Friday, March 4, 2016
Want a healthy heart? Drink alcohol!
The main aim of this advertisement is to try to promote the benefits of drinking alcohol, and encourage people to drink alcohol moderately as researchers have found that drinking small amounts of alcohol regularly may reduce risks of heart attacks and heart failures.
This advertisement has included multiple persuasion techniques, mostly based the peripheral route of persuasion suggested by Petty and Cacioppo's Elaboration Likelihood Model (ELM) (1986). According to ELM, the peripheral route of persuasion focuses on factors that are not directly related to the message, such as, attractiveness and clothing (Rowley, 1997).
A female wearing a doctor's uniform, and the word expert are used as researchers have suggested that the credibility and expertise of the person who delivers the argument is very important in determining how persuasive the argument is. Source expertise is found to be especially significant in influencing the persuasiveness of quantitative info (the fact about drinkers are 21% less likely than non-drinkers to experience heart conditions) when presented as a peripheral cue (Artz and Tybout, 1999).
The female chosen is also be considered to be physically attractive, and her physical attractiveness is also one of the determinants of the persuasiveness of the argument. It has been found that the strength of the argument does not affect persuasiveness if the deliverer of the argument is highly attractive (Pallak, 1983).
The use of rhetorical questions (where the answer is implicit within the question) as the start allowed the advertisement to grab the audiences' attention and have the audiences focus their attention on the topic (in this case, drinking moderately). It has been found that rhetorical questions elicit judgement from people on the specific topic. Relevant information is also found to be crucial for judgement to be made (Howard, 1990). However, when topic is of high personal relevance (which it is in this case as everyone are prone to risks of heart conditions), arguments can be made more persuasive by rhetorical questions if they are weak, hence only small amount of facts are provided and only facts that support the arguments are provided (Petty et al., 1981).

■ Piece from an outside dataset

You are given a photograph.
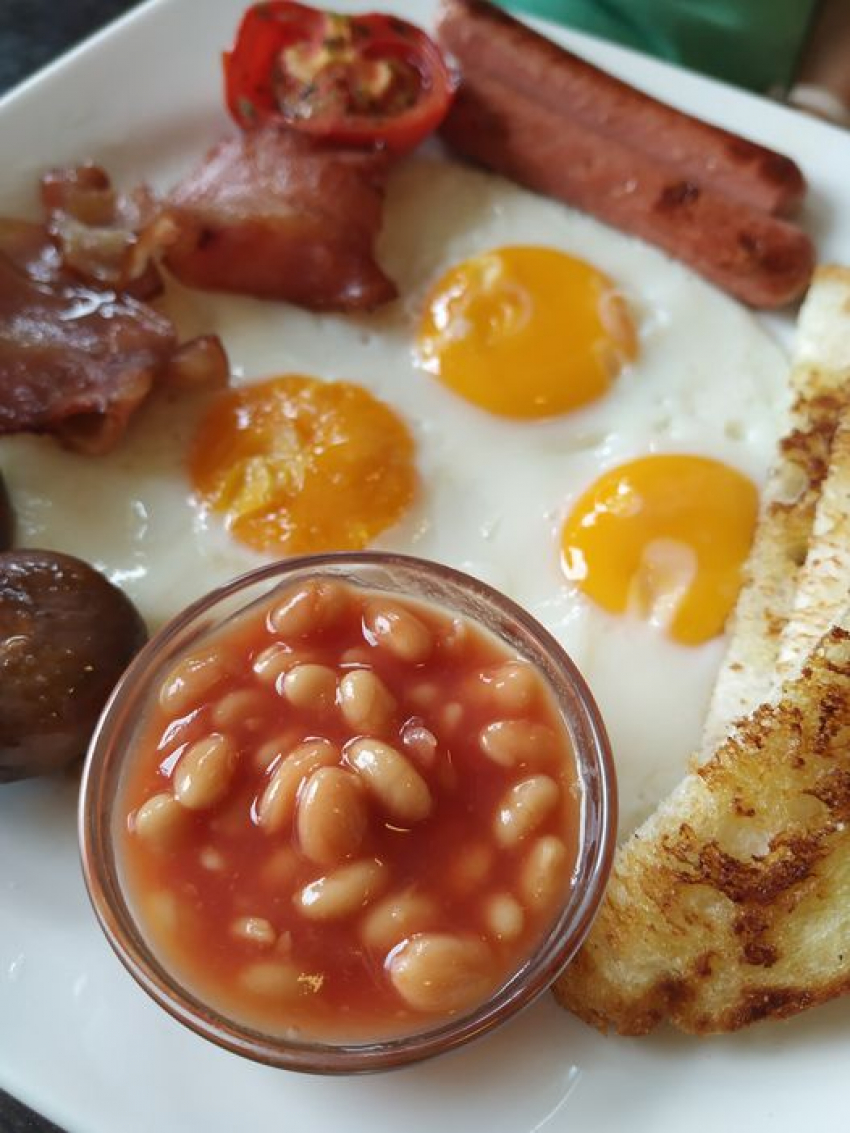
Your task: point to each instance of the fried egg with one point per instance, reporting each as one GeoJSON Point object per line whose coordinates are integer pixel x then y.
{"type": "Point", "coordinates": [500, 466]}
{"type": "Point", "coordinates": [664, 537]}
{"type": "Point", "coordinates": [525, 332]}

Gémes, K., Janszky, I., Ahnve, S., László, K. D., Laugsand, L. E., Vatten, L. J., Mukamal, K. J. (2016). Light-to-moderate drinking and incident heart failure - the norwegian hunt study. International Journal of Cardiology, 203, 553-560
Artz, N., Tybout, A. M. (1999). The moderating impact of quantitative information on the relationship between source credibility and persuasion: a persuasion knowledge model interpretation. Marketing Letters, 10, 51-62
Howard, D. J. (1990). Rhetorical question effects on message processing and persuasion: the role of information availability and the elicitation of judgement. Journal of Experimental Social Psychology, 26, 217-239
Pallak, S. R. (1983). Salience of communicator's physical attractiveness and persuasion: a heuristic versus systematic processing interpretation. Social Cognition, 2, 158-170
Petty, R. E., Cacioppo, J. T., Heesacker, M. (1981). Effects of rhetorical questions on persuasion: a cognitive response analysis. Journal of Personality and Social Psychology, 40, 432-440
Rowley, M. W. (1997). Channel and multiple sources: an examination of the effects of peripheral cues in persuasion.